Servidor Público · 12 min de leitura

Sexta-parte do servidor da Prefeitura de São Paulo: quem tem direito aos 20 anos e como calcular

Sexta-parte do servidor da Prefeitura de São Paulo: requisito de 20 anos, base de cálculo (vencimentos integrais × padrão), verbas que entram e que ficam de fora, divergência do TJSP, exemplo numérico e como cobrar diferenças.

Vista da cidade de São Paulo durante o dia, cenário dos servidores municipais que recebem a sexta-parte

A sexta-parte do servidor da Prefeitura de São Paulo é o adicional que, aos 20 anos de efetivo exercício, acrescenta um sexto (16,67%) dos vencimentos ao contracheque, de forma permanente e com reflexo em 13º, férias e aposentadoria. Parece simples — mas é um dos temas com mais ação judicial no funcionalismo paulistano, porque a base de cálculo mudou de lei em lei e o próprio Tribunal de Justiça diverge sobre o que entra nela. Este guia explica o requisito, a base, as verbas que ficam de fora, a diferença em relação ao servidor do Estado e como conferir e cobrar.

O que é a sexta-parte e onde ela está prevista

O Estatuto dos Funcionários Públicos do Município (Lei nº 8.989/79) trata da sexta-parte nos arts. 115 e 116: o funcionário que completar o tempo de efetivo exercício no serviço público municipal “perceberá importância equivalente à sexta-parte do seu vencimento”, e essa vantagem “incorpora-se ao vencimento para todos os efeitos legais”. O texto original exigia 25 anos. Em 1990, a Lei Orgânica do Município (art. 97) reduziu o prazo para 20 anos e mandou calcular sobre os “vencimentos integrais”; o Decreto nº 28.989/90 regulamentou a regra, declarando revogado o art. 115 “no que diz respeito ao prazo para concessão e base de cálculo”, e é ele que o RH da Prefeitura aplica até hoje.

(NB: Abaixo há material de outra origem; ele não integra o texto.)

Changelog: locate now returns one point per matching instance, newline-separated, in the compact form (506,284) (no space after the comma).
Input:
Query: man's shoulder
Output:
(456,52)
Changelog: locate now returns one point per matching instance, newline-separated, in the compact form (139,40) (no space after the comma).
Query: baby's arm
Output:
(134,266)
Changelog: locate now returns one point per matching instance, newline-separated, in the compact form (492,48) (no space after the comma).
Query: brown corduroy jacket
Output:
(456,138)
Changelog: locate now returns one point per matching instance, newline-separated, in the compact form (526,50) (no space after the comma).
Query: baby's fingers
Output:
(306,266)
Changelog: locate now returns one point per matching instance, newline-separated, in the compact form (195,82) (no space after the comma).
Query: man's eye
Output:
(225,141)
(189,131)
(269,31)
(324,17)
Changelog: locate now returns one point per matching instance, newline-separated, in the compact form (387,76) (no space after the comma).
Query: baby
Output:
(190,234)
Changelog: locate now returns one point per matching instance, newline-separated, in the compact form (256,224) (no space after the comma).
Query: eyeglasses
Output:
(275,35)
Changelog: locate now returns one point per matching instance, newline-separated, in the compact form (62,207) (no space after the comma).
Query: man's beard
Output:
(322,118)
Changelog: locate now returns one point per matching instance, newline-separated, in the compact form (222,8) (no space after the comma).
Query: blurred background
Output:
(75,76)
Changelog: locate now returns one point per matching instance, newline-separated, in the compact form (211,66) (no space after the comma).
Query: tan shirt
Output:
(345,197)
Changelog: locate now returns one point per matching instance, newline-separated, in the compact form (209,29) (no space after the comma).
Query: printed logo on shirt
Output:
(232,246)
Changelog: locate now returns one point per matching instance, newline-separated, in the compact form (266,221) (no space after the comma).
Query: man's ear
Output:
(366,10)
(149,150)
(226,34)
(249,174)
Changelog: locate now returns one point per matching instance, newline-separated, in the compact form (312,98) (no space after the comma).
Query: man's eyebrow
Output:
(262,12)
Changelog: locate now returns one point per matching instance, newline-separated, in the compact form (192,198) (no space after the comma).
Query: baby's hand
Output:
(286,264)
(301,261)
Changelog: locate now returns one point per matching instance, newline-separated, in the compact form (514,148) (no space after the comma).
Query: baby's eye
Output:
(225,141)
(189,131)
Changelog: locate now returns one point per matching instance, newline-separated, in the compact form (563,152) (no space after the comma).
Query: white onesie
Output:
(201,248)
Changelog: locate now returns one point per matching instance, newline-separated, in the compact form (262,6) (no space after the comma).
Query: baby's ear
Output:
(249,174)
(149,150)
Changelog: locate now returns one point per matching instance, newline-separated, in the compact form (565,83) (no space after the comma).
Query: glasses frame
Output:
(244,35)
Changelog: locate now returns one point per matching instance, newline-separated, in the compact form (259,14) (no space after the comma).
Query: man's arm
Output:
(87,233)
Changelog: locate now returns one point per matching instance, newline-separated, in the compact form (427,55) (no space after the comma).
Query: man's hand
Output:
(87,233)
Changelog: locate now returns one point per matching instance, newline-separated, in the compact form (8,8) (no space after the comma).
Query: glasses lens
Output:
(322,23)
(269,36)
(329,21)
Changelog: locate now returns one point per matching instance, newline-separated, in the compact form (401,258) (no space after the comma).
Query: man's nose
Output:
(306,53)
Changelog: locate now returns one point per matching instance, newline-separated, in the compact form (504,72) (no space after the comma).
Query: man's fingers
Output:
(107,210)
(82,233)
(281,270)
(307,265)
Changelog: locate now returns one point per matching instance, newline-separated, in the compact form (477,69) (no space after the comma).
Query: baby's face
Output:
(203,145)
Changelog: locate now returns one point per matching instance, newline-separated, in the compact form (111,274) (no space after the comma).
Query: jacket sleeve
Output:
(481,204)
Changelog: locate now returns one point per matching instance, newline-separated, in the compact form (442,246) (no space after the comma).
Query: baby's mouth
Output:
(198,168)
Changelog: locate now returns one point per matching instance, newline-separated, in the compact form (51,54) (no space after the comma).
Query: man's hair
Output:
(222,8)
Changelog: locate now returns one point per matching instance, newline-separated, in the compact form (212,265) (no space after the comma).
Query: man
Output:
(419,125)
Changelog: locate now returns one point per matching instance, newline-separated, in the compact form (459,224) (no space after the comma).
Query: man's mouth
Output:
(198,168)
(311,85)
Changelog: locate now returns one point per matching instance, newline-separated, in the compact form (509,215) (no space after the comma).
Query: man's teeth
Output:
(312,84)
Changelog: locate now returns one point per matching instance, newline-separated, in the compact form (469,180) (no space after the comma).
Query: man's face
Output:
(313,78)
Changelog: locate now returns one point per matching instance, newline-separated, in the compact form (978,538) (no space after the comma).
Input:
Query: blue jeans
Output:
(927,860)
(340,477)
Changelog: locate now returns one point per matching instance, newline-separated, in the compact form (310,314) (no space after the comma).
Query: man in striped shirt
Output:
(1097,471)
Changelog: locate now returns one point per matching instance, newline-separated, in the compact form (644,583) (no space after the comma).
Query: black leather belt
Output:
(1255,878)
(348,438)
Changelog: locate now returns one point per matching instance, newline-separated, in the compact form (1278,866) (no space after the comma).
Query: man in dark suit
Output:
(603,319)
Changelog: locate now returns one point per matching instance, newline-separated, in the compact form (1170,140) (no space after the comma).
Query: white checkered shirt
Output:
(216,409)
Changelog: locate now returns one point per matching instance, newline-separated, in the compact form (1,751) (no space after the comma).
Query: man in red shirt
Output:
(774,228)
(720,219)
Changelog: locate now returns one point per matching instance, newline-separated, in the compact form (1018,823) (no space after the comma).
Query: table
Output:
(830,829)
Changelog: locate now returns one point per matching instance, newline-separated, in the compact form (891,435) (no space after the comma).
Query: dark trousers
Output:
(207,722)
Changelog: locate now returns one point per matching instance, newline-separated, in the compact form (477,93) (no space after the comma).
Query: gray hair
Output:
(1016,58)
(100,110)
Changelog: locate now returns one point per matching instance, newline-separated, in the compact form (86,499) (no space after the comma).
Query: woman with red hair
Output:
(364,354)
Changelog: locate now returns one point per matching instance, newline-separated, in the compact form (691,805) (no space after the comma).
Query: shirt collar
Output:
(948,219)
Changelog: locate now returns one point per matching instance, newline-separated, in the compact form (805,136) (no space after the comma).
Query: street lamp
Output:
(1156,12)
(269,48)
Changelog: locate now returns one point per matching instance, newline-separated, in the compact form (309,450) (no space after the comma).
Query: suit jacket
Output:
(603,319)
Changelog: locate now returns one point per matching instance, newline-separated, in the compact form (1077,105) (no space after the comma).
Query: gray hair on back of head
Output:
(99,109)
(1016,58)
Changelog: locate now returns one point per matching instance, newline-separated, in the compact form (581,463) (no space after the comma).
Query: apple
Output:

O detalhe que muda tudo: em 2012, o Órgão Especial do TJSP declarou inconstitucional o art. 97 da Lei Orgânica, por vício de iniciativa (Arguição de Inconstitucionalidade nº 0141977-63.2012.8.26.0000, Rel. Des. Luis Ganzerla, j. 05/12/2012). A Prefeitura, porém, continuou concedendo a sexta-parte aos 20 anos sobre os vencimentos integrais — e o manual de adicional por tempo de serviço da Secretaria de Gestão diz expressamente que, “quando for adicional de 4º quinquênio, a concessão da sexta-parte é automática”. O resultado é uma situação curiosa: administrativamente, a regra mais favorável segue em vigor; judicialmente, quando o servidor pede recálculo, o Tribunal volta ao Estatuto e discute o que significa “vencimento”.

Quem tem direito à sexta-parte na PMSP

Têm direito os servidores em regime de vencimentos que completem 20 anos de efetivo exercício no serviço público — efetivos, comissionados e admitidos pela Lei nº 9.160/80. O tempo prestado à União, aos Estados, a outros Municípios e às autarquias conta integralmente, desde que averbado (Lei municipal nº 10.430/88, art. 31). A vantagem alcança inativos e pensionistas (Decreto nº 28.989/90, art. 3º) e os servidores das autarquias municipais (art. 4º).

Não têm direito os servidores das carreiras remuneradas por subsídio — Analistas (Lei nº 16.119/15), Quadro da Saúde (Lei nº 16.122/15) e Assistentes de Gestão e Suporte (Lei nº 17.721/21) —, cujas leis declaram o regime “incompatível com o recebimento de vantagens pessoais de qualquer natureza, inclusive os adicionais por tempo de serviço e sexta-parte”. Também ficam de fora os contratados pela Lei nº 10.793/89. Já o Quadro dos Profissionais de Educação (Lei nº 14.660/07) e a Guarda Civil Metropolitana continuam no regime de vencimentos, com quinquênio e sexta-parte.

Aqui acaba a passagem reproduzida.